Intel’s quarterly reporting itself generates a lot of information, and the CEO’s interview with the resource Barron’s allows us, for the third day in a row, to examine the business restructuring plans that Patrick Gelsinger has been implementing during his two and a half years in office. Under him, Intel began, if not to get rid of some assets, then to move them outside the general corporate structure.
Image source: Intel
First of all, the Israeli company Mobileye, which previously enjoyed fairly high autonomy within Intel, managed to launch an IPO last fall, and the head of the processor giant was quite pleased with its results.
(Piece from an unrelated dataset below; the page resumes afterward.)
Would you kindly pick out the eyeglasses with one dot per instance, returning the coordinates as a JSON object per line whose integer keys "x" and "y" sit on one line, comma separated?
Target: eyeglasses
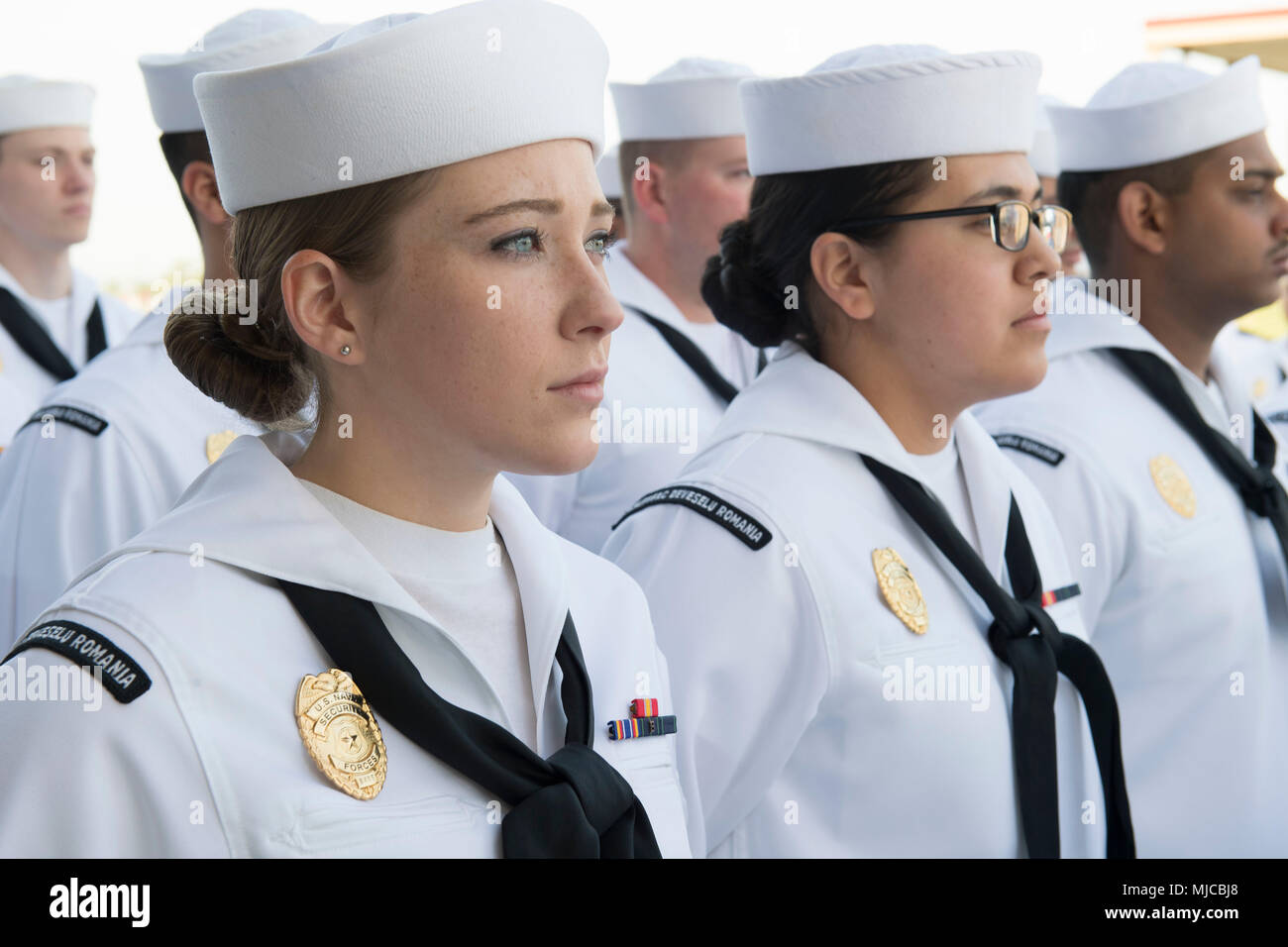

It was recently announced that the Programmable Solutions Group, which inherited Altera’s programmable matrix business, would also be separated from an organizational perspective. In the next two or three years, as Gelsinger explained, it will also go public. Let us recall that Altera was absorbed by Intel eight years ago by decision of the previous management, and now Gelsinger, if not playing back such decisions, is at least trying to reduce the load on the company’s core business through restructuring.
The head of Intel also added that the IMS photomask manufacturing division also received an external investor in the person of the Taiwanese company TSMC. Essentially, as Gelsinger explains, he divided Intel into two main companies and three subsidiary companies. By two main ones, he means the division of powers between processor developers and their manufacturers within Intel. Their interaction has been transferred to more commercially sound principles, which should increase discipline and reduce costs at the processor development stage. The manufacturing part of Intel, among other things, is now entering the contract services market, so it can quite reasonably be considered an independent business.